На лице Луизы появилось едва заметное выражение отвращения. Несомненно, она вообразила фиговые листочки.
— Подумайте о будущих, еще нерожденных поколениях, — с дрожью в голосе сказал ей Смит.
"Подумайте, наконец, обо мне, — продолжал он про себя. — Если вы десять лет были добры к людям, почему же сейчас вы не можете помочь одному?" С содроганием он вспомнил о второй стадии мучившей его болезни — беспомощной неподвижности, внезапно охватывающей все тело. Когда он впервые испытал подобный приступ, Луиза помогла ему. Без нее он торчал бы как кол, пока не издох. Она сделала подкожную инъекцию в его сведенную судорогой руку. В отчаянии он прошептал:
— Господи, помоги мне заставить эту суку родить мальчика и девочку, хотя бы только мальчика и девочку, а потом… какое дело, что будет с ней потом, я выполню свой долг и буду спокоен.
Он снова и снова убеждал ее:
— Бог не положил конец человеческому роду, он замыслил нечто другое, и мы призваны воплотить его замысел. Он сохранил нас, чтобы…
Смит неожиданно смолк. Как бы не оскорбить ее… "родить" не подойдет, слишком откровенно.

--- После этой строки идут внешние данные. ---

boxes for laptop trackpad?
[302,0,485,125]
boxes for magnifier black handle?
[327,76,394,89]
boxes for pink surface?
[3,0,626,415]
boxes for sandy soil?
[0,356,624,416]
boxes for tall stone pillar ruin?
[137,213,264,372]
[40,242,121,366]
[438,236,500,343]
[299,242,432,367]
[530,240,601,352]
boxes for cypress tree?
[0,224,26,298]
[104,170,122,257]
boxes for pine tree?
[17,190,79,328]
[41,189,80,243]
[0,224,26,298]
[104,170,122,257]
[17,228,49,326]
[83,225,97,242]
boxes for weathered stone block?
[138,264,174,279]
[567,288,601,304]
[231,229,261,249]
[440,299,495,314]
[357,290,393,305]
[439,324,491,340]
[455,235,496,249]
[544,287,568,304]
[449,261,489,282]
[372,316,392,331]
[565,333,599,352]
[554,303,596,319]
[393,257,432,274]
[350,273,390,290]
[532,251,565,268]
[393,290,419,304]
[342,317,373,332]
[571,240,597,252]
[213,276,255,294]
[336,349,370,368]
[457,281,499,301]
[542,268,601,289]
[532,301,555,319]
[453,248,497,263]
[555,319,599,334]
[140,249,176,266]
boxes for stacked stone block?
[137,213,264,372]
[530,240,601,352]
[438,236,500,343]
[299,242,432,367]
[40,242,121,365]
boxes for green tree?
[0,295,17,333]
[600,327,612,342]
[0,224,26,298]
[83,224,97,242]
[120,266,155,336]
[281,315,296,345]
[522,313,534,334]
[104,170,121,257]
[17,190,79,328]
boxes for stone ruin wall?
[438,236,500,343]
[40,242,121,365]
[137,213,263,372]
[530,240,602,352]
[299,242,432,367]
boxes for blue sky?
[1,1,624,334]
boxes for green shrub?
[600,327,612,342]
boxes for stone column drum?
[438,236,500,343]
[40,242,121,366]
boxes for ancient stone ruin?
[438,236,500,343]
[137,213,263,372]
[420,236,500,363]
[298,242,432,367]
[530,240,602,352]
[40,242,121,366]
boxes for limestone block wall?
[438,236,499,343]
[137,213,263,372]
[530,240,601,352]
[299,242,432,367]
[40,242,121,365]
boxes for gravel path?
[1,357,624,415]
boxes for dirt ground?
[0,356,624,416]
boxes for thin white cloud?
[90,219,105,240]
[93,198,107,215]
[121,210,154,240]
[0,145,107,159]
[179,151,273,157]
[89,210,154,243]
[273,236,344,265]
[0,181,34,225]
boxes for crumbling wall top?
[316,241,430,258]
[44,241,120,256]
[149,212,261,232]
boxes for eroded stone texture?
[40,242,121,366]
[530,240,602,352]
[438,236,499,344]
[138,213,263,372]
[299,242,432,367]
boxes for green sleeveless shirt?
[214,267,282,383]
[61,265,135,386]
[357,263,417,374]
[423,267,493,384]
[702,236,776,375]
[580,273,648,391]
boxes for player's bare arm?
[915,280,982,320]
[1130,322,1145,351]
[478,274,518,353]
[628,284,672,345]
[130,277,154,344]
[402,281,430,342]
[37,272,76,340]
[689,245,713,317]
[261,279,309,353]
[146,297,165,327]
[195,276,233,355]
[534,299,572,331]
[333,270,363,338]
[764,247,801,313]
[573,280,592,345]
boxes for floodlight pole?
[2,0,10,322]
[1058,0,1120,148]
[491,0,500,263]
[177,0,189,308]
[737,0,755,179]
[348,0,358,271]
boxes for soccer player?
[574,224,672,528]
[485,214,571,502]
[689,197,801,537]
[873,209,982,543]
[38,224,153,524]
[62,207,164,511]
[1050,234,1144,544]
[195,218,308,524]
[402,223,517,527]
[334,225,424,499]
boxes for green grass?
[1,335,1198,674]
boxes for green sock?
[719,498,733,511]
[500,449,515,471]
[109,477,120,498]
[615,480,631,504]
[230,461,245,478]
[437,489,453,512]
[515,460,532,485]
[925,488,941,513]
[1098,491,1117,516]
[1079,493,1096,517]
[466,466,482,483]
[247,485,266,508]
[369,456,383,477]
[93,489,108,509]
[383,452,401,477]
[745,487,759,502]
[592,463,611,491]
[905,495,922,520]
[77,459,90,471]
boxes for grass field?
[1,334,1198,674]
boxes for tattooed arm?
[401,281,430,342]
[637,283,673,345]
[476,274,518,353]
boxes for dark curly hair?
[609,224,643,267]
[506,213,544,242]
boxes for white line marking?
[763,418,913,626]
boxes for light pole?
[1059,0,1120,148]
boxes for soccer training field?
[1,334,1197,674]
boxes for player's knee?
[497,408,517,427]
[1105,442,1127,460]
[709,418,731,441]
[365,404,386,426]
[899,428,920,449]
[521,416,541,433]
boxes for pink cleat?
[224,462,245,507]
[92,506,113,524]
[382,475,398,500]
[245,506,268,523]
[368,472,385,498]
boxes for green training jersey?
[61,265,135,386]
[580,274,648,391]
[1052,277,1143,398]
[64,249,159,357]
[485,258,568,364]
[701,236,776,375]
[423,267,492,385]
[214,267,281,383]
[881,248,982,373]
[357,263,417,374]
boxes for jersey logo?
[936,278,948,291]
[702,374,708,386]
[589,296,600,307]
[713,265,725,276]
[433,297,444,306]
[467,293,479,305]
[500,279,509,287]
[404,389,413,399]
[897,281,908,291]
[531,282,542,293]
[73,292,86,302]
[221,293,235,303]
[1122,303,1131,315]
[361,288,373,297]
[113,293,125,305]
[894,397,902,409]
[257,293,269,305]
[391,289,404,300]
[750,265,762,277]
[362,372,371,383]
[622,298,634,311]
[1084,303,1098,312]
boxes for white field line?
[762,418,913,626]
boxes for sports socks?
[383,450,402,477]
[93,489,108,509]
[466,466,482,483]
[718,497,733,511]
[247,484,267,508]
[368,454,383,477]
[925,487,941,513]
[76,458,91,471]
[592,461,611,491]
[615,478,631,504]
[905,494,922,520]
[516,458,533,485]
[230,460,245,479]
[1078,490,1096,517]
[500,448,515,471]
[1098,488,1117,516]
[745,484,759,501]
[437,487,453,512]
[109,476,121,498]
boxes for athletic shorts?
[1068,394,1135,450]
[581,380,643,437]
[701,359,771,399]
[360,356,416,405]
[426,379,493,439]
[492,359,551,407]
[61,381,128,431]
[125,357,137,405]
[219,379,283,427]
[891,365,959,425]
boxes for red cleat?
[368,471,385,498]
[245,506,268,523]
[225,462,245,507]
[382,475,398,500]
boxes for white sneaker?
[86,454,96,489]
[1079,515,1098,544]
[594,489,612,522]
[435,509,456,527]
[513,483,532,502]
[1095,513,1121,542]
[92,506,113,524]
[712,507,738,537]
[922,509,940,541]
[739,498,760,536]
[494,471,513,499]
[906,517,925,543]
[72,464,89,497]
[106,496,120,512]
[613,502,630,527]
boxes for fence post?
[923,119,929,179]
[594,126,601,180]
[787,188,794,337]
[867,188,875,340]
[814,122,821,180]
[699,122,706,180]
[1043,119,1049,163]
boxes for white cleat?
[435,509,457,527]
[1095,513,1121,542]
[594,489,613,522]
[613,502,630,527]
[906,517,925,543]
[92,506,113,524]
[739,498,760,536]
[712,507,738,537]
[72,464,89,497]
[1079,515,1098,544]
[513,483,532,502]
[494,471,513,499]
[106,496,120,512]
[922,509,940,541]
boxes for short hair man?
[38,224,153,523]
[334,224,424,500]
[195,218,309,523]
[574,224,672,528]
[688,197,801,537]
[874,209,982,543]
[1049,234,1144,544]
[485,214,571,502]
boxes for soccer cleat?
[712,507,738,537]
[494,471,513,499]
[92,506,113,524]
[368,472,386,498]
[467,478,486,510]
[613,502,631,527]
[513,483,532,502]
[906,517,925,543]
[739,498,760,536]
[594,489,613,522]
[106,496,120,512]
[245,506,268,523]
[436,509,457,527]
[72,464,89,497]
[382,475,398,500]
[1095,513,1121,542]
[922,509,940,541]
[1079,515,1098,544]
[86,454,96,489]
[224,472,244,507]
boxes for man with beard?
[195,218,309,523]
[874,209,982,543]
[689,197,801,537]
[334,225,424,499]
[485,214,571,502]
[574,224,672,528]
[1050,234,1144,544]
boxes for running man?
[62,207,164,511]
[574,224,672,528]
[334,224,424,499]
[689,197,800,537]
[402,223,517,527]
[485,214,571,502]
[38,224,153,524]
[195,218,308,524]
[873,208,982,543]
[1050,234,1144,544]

— …нести факел жизни, — закончил он.
Луиза бесстрастно смотрела мимо него. Белесые веки ее подергивались, и как-то по-кроличьи она пожевывала губами. С досадою Смит опустил глаза на свои ослабевшие ноги. "Я, пожалуй, не слишком желаю ее. Господи! Дай мне силы!" Его захлестнула волна беспомощной ярости, но он не поддался ей. Голова должна быть ясной, он не простит себе, если снова упустит свой шанс. Сегодня она долго и путано рассказывала Смиту о желании подняться в горы и там молить Бога о спасении и милосердии. Она не сказала "одна", но Смит понимал, что она уже нарисовала в своем воображении весь путь, который она совершит. Он не обсуждал с нею подробности и не разуверял ее, давая возможность укрепиться в своем намерении. У него оставалась надежда, и он, собрав в кулак всю свою ярость, бросился на штурм, быть может в последний раз.
Его речь глухо шумела где-то далеко от нее. Изредка Луизе удавалось расслышать какую-нибудь фразу, и тогда ее охватывали воспоминания, навеянные этой фразой; она забывалась и мечтала. "Наш долг перед человечеством…" Мама часто говорила ей, когда они жили в стареньком домике на Ватерберристрит, конечно, перед тем, как мама заболела… Она говорила:
— Девочка, не забывай, что долг женщины быть добродетельной и богобоязненной. Красота не так важна в жизни, как думают. Достоинство простой женщины в том, чтобы любить мужа и хранить семью.